O grito

Anabela Fino

Na campanha eleitoral que agora termina, como de resto em todas as outras, o que mais se ouviu foram as vozes – as mesmas de anteriores campanhas ou outras que de tão idênticas na cassete mais parecem as mesmas – clamando a ausência de debate sobre os reais problemas nacionais, apontando aos eleitores a «inevitabilidade» da escolha afunilada entre os candidatos da situação, proclamando de forma mais ou menos assertiva a inutilidade destas eleições, e concluindo – hélas – que mais valia acabar com o escrutínio secreto, directo e universal e deixar ao Parlamento a tarefa de escolher o primeiro magistrado da Nação, tal qual sucedia no tempo do fascismo.

De tanto repetirem o discurso nem se dão conta, as vozes, das contradições em que ocorrem. De tanto insistirem em colocar palas no eleitorado nem se apercebem, as vozes, da própria estreiteza das doutas análises.

De tão desligadas do País real nem se dão conta, as vozes, que a vida flui de diversas formas e há um tempo em que o rio submerge as margens que o oprimem.

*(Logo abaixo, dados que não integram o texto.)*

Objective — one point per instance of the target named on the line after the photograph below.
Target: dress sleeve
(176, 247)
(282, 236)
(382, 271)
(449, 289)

Haverá quem ache irrelevante, ou de simples mau gosto, que Cavaco Silva candidato – para cativar votos – manifeste simpatia pelos trabalhadores da função pública que foram roubados no seu salário pelo Orçamento do Estado promulgado por Cavaco Silva presidente.

Haverá também quem ache absolutamente natural que Manuel Alegre não veja nenhuma incompatibilidade em ser apoiado pelo (seu) partido que há décadas promove todas as políticas anti-sociais que enquanto candidato diz combater.

Haverá igualmente quem não estranhe o facto de os candidatos da alternância pregarem a sua solidariedade com os pobres e desvalidos e com os cada vez mais pobres devido à política dos «sacrifícios para todos», e não tenham um comentário sequer face à obscenidade que representam os lucros dos quatro maiores bancos privados, que em conjunto com a PT, EDP e a GALP ascenderam (nos primeiros três trimestres de 2010) a sete mil oitocentos e cinquenta e dois milhões de euros, ou seja qualquer coisa como 21,5 milhões por dia.

E haverá ainda quem registe como episódios de campanha, comoventes embora, os testemunhos populares que chegaram aos ecrãs das televisões, via Francisco Lopes, dando conta que há gente, muita gente, impedida de ir às consultas médicas porque fecharam os centros de saúde ou porque não tem dinheiro para pagar as elevadas taxas de transporte dos doentes, ou que está desempregada e não sabe como vai pôr na mesa a comida para os filhos, ou que vai ter de abandonar os estudos porque o Governo lhe cortou a bolsa de estudo, ou que não sabe como vai pagar a renda da casa, a conta da electricidade, do gás, dos transportes... porque o mês aumenta cada vez mais no fim de cada ordenado.

Só por má fé ou completa surdez se pode dizer que nesta campanha não se falou dos problemas do povo e do País e da alternativa patriótica e de esquerda para os resolver. Em qualquer dos casos, é manifesta a necessidade de gritar mais alto. No domingo, pois claro, votando, mas também em todos os outros dias que se seguem porque o voto é importante mas a batalha a travar não se fica por aí.